The SGC is a registered charity (number 1097737) that receives funds from the Canadian Institutes for Health Research, the Canada Foundation for Innovation, Genome Canada, GlaxoSmithKline, Pfizer, Eli Lilly, the Novartis Research Foundation, the Ontario Ministry of Research and Innovation, and the Wellcome Trust. P.F. is supported by a Wellcome Trust Career Development Fellowship (095751/Z/11/Z).
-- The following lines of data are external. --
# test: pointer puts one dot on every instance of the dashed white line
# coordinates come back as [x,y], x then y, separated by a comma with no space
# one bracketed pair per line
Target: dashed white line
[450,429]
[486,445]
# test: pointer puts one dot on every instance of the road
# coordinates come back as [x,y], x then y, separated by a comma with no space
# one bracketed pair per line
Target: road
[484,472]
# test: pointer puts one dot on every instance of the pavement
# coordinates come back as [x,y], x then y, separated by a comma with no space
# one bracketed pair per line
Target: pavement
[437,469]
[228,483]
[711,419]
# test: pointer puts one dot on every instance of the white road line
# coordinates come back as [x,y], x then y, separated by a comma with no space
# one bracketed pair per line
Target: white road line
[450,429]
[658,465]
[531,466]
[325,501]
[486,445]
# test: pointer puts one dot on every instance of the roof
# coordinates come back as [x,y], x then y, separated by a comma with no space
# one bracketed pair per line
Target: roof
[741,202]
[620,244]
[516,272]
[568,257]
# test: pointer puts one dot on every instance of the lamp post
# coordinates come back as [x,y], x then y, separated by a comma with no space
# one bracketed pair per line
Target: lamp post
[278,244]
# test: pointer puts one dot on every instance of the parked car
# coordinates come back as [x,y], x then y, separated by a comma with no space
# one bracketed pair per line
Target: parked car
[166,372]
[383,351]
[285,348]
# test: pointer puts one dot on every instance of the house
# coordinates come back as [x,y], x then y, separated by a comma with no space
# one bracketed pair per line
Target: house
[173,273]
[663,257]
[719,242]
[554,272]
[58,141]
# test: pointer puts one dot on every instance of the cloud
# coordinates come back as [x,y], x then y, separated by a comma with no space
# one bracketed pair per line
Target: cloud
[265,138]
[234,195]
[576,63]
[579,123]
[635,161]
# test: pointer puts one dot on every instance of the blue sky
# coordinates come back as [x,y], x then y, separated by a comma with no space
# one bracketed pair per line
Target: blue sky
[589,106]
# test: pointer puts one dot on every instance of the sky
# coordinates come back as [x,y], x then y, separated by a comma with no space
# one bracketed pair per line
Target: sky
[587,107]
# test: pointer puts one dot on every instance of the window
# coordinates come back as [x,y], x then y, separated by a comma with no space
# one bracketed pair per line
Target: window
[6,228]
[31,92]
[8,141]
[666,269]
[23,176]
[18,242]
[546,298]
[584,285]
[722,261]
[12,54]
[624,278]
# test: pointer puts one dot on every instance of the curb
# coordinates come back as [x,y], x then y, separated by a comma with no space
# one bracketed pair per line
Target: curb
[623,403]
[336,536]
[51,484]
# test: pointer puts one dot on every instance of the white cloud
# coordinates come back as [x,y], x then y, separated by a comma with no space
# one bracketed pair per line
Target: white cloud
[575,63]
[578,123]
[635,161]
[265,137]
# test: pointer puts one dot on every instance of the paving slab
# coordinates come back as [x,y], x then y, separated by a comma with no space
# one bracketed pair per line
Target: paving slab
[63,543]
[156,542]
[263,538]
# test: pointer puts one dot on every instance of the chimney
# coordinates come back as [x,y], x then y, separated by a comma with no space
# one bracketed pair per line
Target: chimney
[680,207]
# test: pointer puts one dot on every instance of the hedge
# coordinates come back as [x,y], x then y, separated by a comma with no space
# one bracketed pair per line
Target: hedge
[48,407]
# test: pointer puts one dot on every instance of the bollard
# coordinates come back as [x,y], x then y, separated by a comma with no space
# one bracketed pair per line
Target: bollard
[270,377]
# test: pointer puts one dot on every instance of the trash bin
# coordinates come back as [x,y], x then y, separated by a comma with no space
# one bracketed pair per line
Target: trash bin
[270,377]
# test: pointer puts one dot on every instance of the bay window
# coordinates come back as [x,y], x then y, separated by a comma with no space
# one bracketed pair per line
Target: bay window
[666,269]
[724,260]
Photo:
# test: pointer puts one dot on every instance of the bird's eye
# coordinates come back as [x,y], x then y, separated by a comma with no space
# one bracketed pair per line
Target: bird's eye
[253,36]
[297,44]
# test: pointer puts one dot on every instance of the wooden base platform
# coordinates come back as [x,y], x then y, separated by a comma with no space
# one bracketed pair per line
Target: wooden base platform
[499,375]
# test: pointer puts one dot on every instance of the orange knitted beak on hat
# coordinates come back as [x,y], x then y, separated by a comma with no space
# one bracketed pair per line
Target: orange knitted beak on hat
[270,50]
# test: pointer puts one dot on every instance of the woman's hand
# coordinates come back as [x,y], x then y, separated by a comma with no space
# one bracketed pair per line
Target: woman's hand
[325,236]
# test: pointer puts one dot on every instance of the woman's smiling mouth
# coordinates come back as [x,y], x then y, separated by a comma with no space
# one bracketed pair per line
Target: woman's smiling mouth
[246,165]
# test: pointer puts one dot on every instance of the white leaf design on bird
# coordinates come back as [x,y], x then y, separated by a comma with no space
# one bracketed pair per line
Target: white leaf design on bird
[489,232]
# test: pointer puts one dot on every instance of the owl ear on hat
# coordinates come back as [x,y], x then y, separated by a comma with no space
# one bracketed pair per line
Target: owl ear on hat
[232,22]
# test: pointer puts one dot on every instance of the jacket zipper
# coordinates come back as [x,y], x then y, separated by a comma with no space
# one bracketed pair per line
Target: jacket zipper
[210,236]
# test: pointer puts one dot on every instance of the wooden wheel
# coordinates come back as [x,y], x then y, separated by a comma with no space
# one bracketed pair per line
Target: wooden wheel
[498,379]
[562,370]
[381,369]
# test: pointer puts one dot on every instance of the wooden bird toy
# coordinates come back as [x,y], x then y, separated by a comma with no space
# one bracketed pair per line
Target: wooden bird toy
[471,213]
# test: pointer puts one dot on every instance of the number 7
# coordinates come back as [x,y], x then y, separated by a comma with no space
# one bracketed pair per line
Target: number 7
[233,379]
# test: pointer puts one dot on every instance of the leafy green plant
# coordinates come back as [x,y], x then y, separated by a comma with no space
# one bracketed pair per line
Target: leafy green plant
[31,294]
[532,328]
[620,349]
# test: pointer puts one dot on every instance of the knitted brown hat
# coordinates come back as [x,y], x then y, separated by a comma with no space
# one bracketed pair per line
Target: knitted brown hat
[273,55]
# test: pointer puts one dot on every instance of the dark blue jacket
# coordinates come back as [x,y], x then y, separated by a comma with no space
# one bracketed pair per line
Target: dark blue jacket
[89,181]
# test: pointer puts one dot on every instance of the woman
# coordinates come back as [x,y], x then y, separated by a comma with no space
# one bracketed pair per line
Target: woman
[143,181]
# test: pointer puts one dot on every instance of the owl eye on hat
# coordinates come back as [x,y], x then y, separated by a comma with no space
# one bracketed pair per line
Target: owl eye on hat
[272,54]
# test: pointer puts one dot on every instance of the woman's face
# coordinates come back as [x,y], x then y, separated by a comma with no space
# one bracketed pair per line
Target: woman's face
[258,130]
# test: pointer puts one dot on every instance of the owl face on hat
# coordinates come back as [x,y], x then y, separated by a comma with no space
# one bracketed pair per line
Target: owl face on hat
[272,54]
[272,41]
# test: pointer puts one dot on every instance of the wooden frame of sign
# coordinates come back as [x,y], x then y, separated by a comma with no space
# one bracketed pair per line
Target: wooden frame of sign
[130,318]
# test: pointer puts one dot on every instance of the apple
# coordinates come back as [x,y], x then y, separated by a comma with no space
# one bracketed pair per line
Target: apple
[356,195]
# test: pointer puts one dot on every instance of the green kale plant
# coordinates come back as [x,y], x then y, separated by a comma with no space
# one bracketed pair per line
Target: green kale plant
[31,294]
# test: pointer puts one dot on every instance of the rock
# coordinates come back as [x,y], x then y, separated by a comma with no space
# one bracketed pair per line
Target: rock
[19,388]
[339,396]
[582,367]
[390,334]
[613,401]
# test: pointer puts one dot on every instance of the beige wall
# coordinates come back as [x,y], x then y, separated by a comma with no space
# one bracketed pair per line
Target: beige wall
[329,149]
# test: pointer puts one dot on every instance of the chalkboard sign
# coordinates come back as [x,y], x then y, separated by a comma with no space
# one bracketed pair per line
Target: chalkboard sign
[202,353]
T.P. and A.-C.G. are supported by a Global Leadership Round in Genomics and Life Sciences from the Ontario Ministry of Health and Innovation. J.-P.L. is supported by a fellowship from the Natural Sciences and Engineering Research Council of Canada. A.-C.G. and C.H.A. hold Canada Research Chairs in Functional Proteomics and Structural Proteomics, respectively.
The models and structure factors of the reported bromodomain proteins have been deposited in the Protein Data Bank with the PDB accession codes 2NXB (BRD3(1)), 2OO1 (BRD3(2)), 2OSS (BRD4(1)), 2OUO (BRD4(2)), 2RFJ (BRDT(1)), 3HME (BRD9), 3D7C (GCN5L2), 3DAI (ATAD2), 3G0L (BAZ2B), 3GG3 (PCAF), 3DWY (CREBBP), 3UV2 (FALZ), 3IU5 (PB1(1)), 3HMF (PB1(2)), 3K2J (PB1(3)), 3TLP (PB1(4)), 3G0J (PB1(5)), 3IU6 (PB1(6)), 3I3J (EP300), 3HMH (TAF1L(2)), 3UV4 (TAF1(2)), 3LXJ (KIAA1240), 3MQM (ASH1L), 3MB3 (PHIP(2)), 3UVD (SMARCA4), 3NXB (CECR2), 3Q2E (WDR9(2)), 3UV5 (TAF1(1/2)), 3RCW (BRD1), 3UVW (BRD4(1)/H4K5acK8ac), 3UVX (BRD4(1)/H4K12acK16ac), 3UVY (BRD4(1)/H4K16acK20ac), 3UW9 (BRD4(1)/H4K8acK12ac), 3P1C (CREBBP/Kac), 3P1D (CREBBP/N-Methyl-2-pyrrolidone), and 3MB4 (PB1(5)/N-Methyl-2-pyrrolidone).